The earnings were helped by cost-cutting as well as a lower tax rate and share count. Net income rose to $691.2 million, or $2.15 per share, in the third quarter, from $683.2 million, or $1.90 per share, a year earlier.
Excluding one-time items, the company earned $2.09 a share, topping analysts’ average forecast of $1.84, according to Thomson Reuters I/B/E/S.
The company’s chief financial officer, Wayne DeVeydt, told analysts on a conference call that WellPoint’s decision not to increase its full-year forecast, even in the face of better-than-expected third-quarter results, stemmed from a simple desire to maintain a “conservative and cautious outlook.”
Jason Gurda, an analyst at Leerink Swann, said the results were not as strong as those of most WellPoint peers.
“Earnings were ahead of expectations but it was largely due to a lower-than-expected tax rate and share count,” he said. “On the operating side, they were largely in line with expectations, however, most of their peers came in well ahead this quarter.”
WellPoint’s effective income tax rate was 32.6 percent in the quarter, down from 34.6 percent a year ago.

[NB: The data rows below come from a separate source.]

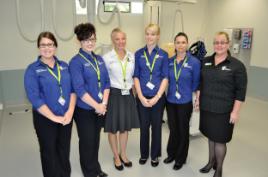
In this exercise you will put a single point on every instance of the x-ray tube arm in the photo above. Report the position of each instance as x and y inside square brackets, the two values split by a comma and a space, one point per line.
[54, 21]
[174, 22]
[19, 20]
[116, 10]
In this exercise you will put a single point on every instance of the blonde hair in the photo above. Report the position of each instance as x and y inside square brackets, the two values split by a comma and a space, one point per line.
[117, 30]
[154, 27]
[225, 34]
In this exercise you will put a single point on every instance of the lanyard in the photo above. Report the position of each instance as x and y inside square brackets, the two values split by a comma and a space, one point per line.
[124, 69]
[58, 78]
[177, 74]
[97, 69]
[148, 64]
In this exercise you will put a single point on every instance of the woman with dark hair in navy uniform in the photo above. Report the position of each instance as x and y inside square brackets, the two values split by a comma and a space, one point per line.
[150, 80]
[91, 83]
[47, 84]
[184, 76]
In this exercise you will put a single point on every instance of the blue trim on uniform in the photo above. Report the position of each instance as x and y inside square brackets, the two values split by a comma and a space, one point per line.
[42, 88]
[85, 79]
[142, 72]
[188, 81]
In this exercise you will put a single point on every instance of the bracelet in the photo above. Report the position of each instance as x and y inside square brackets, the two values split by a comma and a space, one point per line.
[104, 103]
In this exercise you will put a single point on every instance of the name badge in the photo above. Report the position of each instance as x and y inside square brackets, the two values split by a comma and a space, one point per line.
[125, 92]
[150, 85]
[61, 100]
[100, 95]
[177, 95]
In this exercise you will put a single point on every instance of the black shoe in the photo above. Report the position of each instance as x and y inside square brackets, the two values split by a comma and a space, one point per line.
[155, 162]
[218, 173]
[214, 166]
[206, 168]
[177, 166]
[120, 167]
[142, 161]
[126, 164]
[102, 174]
[168, 160]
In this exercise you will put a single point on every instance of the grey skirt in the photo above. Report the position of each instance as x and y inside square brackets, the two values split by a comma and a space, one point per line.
[121, 113]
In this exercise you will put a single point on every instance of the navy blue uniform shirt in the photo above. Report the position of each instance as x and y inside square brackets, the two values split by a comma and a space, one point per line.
[85, 79]
[43, 89]
[188, 81]
[142, 71]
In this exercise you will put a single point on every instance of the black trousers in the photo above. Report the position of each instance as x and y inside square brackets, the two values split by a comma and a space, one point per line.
[54, 141]
[178, 121]
[151, 116]
[88, 127]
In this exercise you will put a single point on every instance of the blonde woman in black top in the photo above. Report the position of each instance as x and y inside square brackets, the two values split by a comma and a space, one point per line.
[222, 91]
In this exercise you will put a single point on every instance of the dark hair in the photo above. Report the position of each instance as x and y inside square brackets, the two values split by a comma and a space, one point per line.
[181, 34]
[46, 34]
[84, 31]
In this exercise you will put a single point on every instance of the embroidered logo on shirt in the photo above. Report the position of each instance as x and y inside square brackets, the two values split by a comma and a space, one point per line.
[62, 68]
[187, 66]
[224, 68]
[40, 70]
[87, 65]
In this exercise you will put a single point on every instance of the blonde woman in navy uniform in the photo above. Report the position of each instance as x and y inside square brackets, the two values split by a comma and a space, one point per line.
[91, 83]
[184, 76]
[48, 87]
[150, 79]
[122, 113]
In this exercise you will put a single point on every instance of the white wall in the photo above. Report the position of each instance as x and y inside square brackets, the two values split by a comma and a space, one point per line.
[241, 14]
[17, 53]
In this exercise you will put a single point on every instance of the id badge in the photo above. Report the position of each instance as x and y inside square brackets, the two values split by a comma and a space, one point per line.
[150, 85]
[125, 92]
[100, 95]
[61, 100]
[178, 95]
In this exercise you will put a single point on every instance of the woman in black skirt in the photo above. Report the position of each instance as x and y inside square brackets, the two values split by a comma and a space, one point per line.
[121, 115]
[222, 91]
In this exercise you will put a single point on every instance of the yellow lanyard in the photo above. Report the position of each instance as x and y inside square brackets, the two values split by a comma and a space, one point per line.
[58, 78]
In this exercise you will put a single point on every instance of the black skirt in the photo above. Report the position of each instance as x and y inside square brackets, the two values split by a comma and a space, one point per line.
[216, 126]
[121, 113]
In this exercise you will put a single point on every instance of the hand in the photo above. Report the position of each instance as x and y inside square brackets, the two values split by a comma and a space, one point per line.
[101, 109]
[196, 104]
[145, 102]
[58, 119]
[234, 117]
[153, 100]
[67, 118]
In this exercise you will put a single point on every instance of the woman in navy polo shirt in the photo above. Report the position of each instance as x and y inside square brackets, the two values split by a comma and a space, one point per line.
[150, 79]
[184, 76]
[91, 84]
[47, 84]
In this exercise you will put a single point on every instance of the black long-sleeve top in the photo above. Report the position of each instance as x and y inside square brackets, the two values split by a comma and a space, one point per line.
[221, 85]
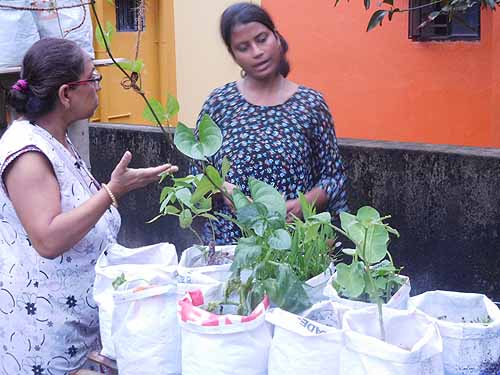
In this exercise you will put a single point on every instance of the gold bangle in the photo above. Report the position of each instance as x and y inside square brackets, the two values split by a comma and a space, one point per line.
[114, 202]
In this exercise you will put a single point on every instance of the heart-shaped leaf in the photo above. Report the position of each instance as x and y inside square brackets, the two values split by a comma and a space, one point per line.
[268, 196]
[186, 143]
[351, 279]
[280, 240]
[210, 136]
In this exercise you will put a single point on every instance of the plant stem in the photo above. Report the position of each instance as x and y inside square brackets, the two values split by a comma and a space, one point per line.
[197, 235]
[136, 89]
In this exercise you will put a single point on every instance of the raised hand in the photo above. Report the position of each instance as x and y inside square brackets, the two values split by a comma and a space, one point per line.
[125, 179]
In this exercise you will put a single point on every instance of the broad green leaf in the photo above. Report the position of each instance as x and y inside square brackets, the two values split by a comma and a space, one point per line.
[184, 195]
[376, 19]
[209, 216]
[346, 220]
[375, 248]
[168, 199]
[172, 106]
[280, 240]
[154, 219]
[171, 210]
[185, 219]
[367, 215]
[164, 193]
[321, 218]
[250, 213]
[286, 291]
[268, 196]
[356, 233]
[186, 143]
[392, 230]
[240, 200]
[103, 39]
[350, 252]
[351, 279]
[214, 175]
[246, 253]
[226, 166]
[259, 227]
[307, 208]
[210, 136]
[158, 110]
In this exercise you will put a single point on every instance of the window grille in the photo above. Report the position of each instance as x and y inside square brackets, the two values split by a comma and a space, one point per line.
[462, 25]
[127, 14]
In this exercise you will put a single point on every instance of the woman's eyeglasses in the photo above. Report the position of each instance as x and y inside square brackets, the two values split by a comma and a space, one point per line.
[95, 80]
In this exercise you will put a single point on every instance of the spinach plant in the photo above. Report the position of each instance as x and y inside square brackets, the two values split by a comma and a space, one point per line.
[261, 252]
[313, 242]
[371, 274]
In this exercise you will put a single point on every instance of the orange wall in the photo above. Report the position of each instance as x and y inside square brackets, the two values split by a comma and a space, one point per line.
[380, 85]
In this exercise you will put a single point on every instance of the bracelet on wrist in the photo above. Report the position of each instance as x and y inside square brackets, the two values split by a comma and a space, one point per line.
[114, 202]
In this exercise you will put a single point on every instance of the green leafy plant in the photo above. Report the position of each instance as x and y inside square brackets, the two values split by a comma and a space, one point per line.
[371, 275]
[313, 242]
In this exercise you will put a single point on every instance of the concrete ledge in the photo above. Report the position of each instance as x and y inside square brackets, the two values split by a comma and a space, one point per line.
[444, 200]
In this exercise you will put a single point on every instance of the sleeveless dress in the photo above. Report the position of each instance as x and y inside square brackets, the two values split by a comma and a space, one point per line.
[291, 146]
[48, 318]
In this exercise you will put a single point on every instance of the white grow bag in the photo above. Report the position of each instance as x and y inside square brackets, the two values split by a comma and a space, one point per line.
[303, 346]
[469, 348]
[145, 329]
[222, 344]
[413, 345]
[151, 263]
[19, 32]
[398, 301]
[70, 23]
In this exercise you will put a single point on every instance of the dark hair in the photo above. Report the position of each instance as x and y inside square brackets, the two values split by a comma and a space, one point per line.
[47, 65]
[243, 13]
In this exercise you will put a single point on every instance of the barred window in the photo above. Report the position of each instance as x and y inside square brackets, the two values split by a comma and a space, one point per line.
[424, 26]
[127, 14]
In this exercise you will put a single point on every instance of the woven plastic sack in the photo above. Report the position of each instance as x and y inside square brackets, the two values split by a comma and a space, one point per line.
[73, 23]
[469, 324]
[150, 263]
[302, 345]
[413, 345]
[18, 35]
[223, 344]
[145, 330]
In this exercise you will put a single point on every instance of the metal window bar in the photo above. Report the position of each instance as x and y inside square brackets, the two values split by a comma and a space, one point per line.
[126, 15]
[463, 26]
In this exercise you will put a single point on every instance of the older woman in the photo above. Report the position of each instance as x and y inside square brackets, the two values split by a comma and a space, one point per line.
[55, 217]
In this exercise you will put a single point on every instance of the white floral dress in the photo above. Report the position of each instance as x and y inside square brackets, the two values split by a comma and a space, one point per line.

Operating revenue topped $15.1 billion, little changed from a year ago. Premium revenue declined 1 percent, and the health benefit-to-expense ratio was 85.4 percent, up from 85.1 percent a year earlier.
The second-largest U.S. health insurer by market value said enrollment totaled 33.5 million members at the end of September, down 2.5 percent from a year earlier.
WellPoint is currently being run by an interim chief executive, John Cannon, who took over following the abrupt resignation of Angela Braly in August. Cannon said it would be “inappropriate” to comment in detail on the company’s search for a new CEO. But he said the search could extend into the first quarter of 2013.
WellPoint, which warned last summer of intensifying competition and rising medical costs, said it still expects year-end enrollment of about 33.4 million members. It also reiterated its full-year profit forecast.
The re-election of President Barack Obama puts his healthcare reform act on course to be fully implemented; key provisions kick in 2014.
The reforms, which will add millions of new customers to the rolls of health insurers, also impose conditions under which patients may not be denied coverage due to pre-existing conditions.
The federal governments is also trying to put a clamp on reimbursement for Medicare and Medicaid as part of its wider effort to bridge a growing budget deficit.
This has prompted a string of deals in the health insurance sector as companies rush to gain scale and market share.
WellPoint in July announced a deal to buy rival Amerigroup Corp AGP.N for $4.46 billion to focus on its Medicaid business. This was closely followed by Aetna announcing the $5.6 billion purchase of Coventry Health Care Inc CVH.N.
Shares of WellPoint, which has a market value of about $19.9 billion, fell 4.9 percent to $58.18 in early trading on the New York Stock Exchange.